2. File initiating application for parenting orders, and you can seek property settlement at the same time if you want. Application must be accompanied by an affidavit - if parenting orders, affidavit must be why orders sought are in best interests of the child according to section 60CC FLA 1975; if property orders, must disclose all relevant assets, contributions and future needs. Make sure you tick the box for interim orders.
3. Serve the application on the other party. They may respond if they wish.
4. Await interim hearing, where interim orders will usually be made, including directional orders ahead of next mention.

Evidence isn't tested at interim hearings, but you'll get orders in place while awaiting final hearing.

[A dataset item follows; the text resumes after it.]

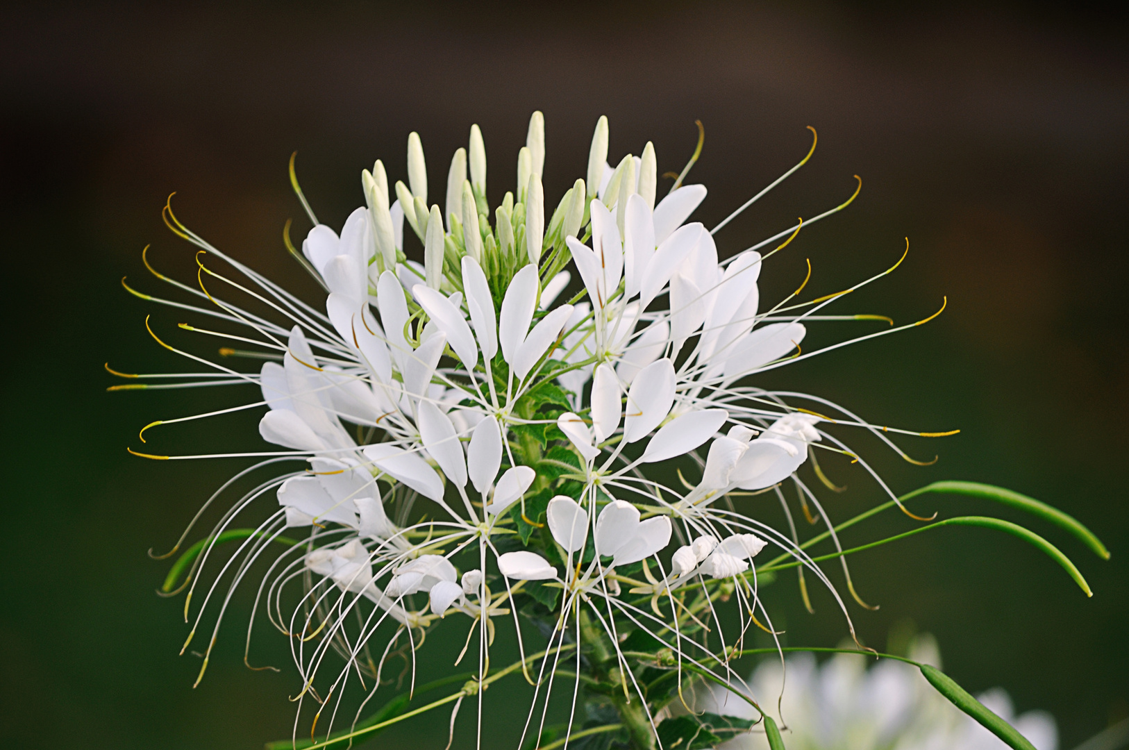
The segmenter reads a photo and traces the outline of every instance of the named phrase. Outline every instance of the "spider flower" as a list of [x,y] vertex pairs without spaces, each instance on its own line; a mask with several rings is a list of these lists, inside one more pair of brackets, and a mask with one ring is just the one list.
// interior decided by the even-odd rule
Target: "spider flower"
[[[846,454],[899,503],[846,441],[868,433],[905,455],[890,435],[916,433],[755,383],[765,370],[911,328],[799,348],[812,324],[886,320],[823,311],[893,269],[808,302],[800,285],[763,305],[765,262],[800,226],[850,200],[719,260],[715,235],[729,219],[712,230],[694,220],[707,190],[683,184],[693,159],[657,199],[653,145],[613,168],[602,117],[586,176],[553,209],[542,185],[544,132],[535,113],[516,186],[492,209],[478,127],[452,158],[443,207],[429,202],[412,133],[406,183],[390,184],[379,160],[365,169],[364,204],[340,233],[317,220],[291,160],[313,228],[300,251],[286,241],[325,290],[320,304],[213,247],[170,206],[169,227],[204,251],[199,288],[154,273],[200,304],[134,293],[225,326],[182,328],[253,347],[211,360],[158,339],[209,368],[174,374],[174,387],[242,387],[245,402],[155,425],[261,410],[260,436],[274,446],[248,443],[236,455],[257,461],[196,515],[237,496],[166,585],[172,592],[183,577],[177,591],[189,590],[185,647],[211,623],[202,678],[234,591],[256,588],[248,659],[263,612],[290,642],[299,718],[310,707],[322,744],[383,726],[365,714],[390,691],[390,663],[403,663],[394,681],[411,673],[412,695],[427,635],[466,618],[458,662],[470,653],[474,665],[435,705],[452,706],[452,731],[470,696],[481,727],[484,689],[520,671],[534,686],[524,735],[553,742],[550,700],[554,682],[568,679],[566,738],[574,725],[594,733],[590,722],[611,716],[598,732],[651,747],[685,680],[707,675],[737,689],[728,661],[749,629],[776,637],[759,592],[780,560],[754,567],[767,547],[799,566],[805,598],[804,572],[825,585],[854,633],[811,542],[800,544],[791,508],[825,524],[842,551],[806,465],[833,488],[816,452]],[[262,365],[236,369],[233,357]],[[784,511],[784,529],[764,521],[761,500],[741,499],[758,494]],[[522,654],[501,670],[491,665],[499,631]],[[345,715],[342,697],[353,690],[365,697]]]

Expect this process to take a long time, usually around two years, unless you settle by consent before hearing, which is how 95% of such matters are settled.
 

babyfirst

Well-Known Member
25 March 2016
21
1
124
Thanks for info.

I'm starting to get head around it all.

Just need to work out how to get her out of the house. She hates the house and numerous times has said "rent it out and we can rent somewhere else".

Might do that simply to get her and her stuff out of only real asset we have. Once tenants are in its protected from damage, other druggies moving in and the mortgage is almost being paid in full by rent.

It's a lot easier getting the house sold when needed down the track than her refusing to leave it and me paying mortgage plus rent for the unit for my daughter and me to live in.